Have you ever wondered what happens once food enters a dogs a mouth and slides down the esophagus as it begins its journey through the dog digestive system? We will basically answer that question and more.

As dog parents our time spent with the dog digestive system is actually quite minimal. Those times are generally when we feed them, and again when we take them out for walks so that they can eliminate their waste. If we understand the dog digestive system process a little better, it can potentially shed light on a handful of issues that your dog may experience.

Before dog food is converted into usable energy it must first take a journey from the mouth via the esophagus to the stomach. It then traverses the small and large intestines where the remains of what could not be processed exits the body. It is the incredible amount of organs, fluids and enzymes with the dog digestive system that convert the food into energy.

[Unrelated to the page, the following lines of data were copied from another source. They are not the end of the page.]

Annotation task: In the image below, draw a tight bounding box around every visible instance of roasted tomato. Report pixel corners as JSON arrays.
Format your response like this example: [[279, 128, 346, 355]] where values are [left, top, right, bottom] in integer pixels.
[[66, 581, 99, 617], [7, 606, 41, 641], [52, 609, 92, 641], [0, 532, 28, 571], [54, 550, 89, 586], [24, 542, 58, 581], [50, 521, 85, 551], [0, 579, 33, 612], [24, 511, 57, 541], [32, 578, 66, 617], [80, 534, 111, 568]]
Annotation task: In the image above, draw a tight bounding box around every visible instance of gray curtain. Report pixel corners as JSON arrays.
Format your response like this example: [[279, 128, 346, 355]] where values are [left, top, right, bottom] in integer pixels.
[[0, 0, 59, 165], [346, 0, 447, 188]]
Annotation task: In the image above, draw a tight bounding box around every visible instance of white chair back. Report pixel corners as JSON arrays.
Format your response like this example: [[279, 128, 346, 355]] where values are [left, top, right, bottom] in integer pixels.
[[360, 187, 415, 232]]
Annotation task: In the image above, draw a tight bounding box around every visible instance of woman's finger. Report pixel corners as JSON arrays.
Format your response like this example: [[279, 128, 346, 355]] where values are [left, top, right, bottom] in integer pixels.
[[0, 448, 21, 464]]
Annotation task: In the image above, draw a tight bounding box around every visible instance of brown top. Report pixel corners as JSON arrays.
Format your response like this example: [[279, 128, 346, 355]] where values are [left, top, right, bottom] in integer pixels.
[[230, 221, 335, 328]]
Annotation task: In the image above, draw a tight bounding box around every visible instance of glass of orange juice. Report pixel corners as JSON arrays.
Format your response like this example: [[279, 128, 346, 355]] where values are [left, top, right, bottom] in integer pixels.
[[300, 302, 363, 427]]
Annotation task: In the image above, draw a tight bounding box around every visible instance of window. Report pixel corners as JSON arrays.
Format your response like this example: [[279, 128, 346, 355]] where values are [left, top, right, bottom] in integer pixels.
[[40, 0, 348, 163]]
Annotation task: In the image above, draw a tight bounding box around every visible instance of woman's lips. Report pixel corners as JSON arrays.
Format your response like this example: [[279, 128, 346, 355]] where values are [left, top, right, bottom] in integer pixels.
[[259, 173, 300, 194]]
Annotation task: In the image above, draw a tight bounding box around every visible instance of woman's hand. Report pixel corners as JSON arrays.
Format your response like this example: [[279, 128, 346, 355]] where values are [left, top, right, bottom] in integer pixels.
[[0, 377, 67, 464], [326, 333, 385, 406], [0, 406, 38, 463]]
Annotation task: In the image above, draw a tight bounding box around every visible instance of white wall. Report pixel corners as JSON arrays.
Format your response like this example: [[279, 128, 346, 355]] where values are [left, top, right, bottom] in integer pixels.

Breaking Down The Steps Of The Dog Digestive System Journey a Bit Further

The initial phases and elements of a dog digestive system include the mouth, esophagus, stomach and small intestine. The saliva in your dogs mouth begins the digestive process. Have you ever wondered why dog tongues are so slobbery? Well, they can’t really chew food like humans, so it is the saliva that helps to break down and coat food particles for a smoother journey down the esophagus and enter the dog digestive system. The esophagus is actually heavily muscled and helps to actively push the dog food into their stomach.

Once the food arrives in the incredibly acidic environment known as the stomach (just like humans), it is basically rendered into a substance known as “Chyme”. Chyme is made up of food, water and acid. As this Chyme continues the journey into the small intestine, the critical part of digestion begins to take place. This is where the isolation of the actual nutrients that can actually be used (by the body) is completed.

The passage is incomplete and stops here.